Nonstationary A/B Tests: Optimal Variance Reduction, Bias Correction, and Valid Inference
成果类型:
Article
署名作者:
Wu, Yuhang; Zheng, Zeyu; Zhang, Guangyu; Zhang, Zuohua; Wang, Chu
署名单位:
University of California System; University of California Berkeley; Amazon.com
刊物名称:
MANAGEMENT SCIENCE
ISSN/ISSBN:
0025-1909
DOI:
10.1287/mnsc.2022.01205
发表日期:
2025
关键词:
A/B tests
Nonstationarity
Central Limit Theorem
optimal asymptotic variance
BIAS
inference
摘要:
We develop an analytical framework to appropriately model and adequately analyze A/B tests in presence of nonparametric nonstationarities in the targeted business metrics. A/B tests, also known as online randomized controlled experiments, have been used at scale by data-driven enterprises to guide decisions and test innovative ideas to improve core business metrics. Meanwhile, nonstationarities, such as the time-of-day effect and the day-of-week effect, can often arise nonparametrically in key business metrics involving purchases, revenue, conversions, customer experiences, and so on. First, we develop a generic nonparametric stochastic model to capture nonstationarities in A/B test experiments, where each sample represents a visit or action associated with a time label. We build a practically relevant limiting regime to facilitate analyzing large-sample estimator performances under nonparametric nonstationarities.
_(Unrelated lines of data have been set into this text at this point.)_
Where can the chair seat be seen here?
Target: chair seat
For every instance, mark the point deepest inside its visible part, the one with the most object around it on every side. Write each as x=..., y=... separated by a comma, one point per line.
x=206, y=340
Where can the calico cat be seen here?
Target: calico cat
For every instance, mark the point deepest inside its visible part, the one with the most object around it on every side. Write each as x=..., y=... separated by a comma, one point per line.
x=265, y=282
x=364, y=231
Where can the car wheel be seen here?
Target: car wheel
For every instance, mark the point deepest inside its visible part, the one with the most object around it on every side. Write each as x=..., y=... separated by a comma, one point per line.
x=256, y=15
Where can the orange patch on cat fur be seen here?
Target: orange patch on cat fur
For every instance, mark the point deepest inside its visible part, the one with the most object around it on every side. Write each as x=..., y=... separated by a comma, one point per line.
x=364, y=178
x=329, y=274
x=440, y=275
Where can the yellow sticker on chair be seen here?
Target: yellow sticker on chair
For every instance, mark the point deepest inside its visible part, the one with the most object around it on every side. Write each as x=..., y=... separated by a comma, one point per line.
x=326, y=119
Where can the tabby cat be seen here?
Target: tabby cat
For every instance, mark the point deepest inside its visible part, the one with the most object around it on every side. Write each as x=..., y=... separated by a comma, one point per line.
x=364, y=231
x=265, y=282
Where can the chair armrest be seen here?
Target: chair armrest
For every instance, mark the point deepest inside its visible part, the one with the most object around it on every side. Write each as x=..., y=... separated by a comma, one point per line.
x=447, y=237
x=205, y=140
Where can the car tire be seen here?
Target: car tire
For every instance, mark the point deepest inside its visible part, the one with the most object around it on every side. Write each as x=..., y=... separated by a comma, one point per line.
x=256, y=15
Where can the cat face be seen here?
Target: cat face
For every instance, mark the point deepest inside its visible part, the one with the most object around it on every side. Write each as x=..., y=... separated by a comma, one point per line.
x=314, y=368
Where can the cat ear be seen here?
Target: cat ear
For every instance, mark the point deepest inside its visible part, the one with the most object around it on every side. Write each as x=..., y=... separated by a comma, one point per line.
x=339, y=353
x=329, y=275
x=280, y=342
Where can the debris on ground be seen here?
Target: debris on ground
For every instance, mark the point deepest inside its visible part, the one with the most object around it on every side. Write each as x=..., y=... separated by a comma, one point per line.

Second, we show that ignoring or inadequately addressing nonstationarities can cause standard A/B test estimators to have suboptimal variance and nonvanishing bias, therefore leading to loss of statistical efficiency and accuracy. We provide a new estimator that views time as a continuous strata and performs poststratification with a data-dependent number of stratification levels. Without making parametric assumptions, we prove a central limit theorem for the proposed estimator and show that the estimator attains the best achievable asymptotic variance and is asymptotically unbiased. Third, we propose a time-grouped randomization that is designed to balance treatment and control assignments at granular time scales. We show that when the time-grouped randomization is integrated to standard experimental designs to generate experiment data, simple A/B test estimators can achieve asymptotically optimal variance. A brief account of numerical experiments are conducted to illustrate the analysis.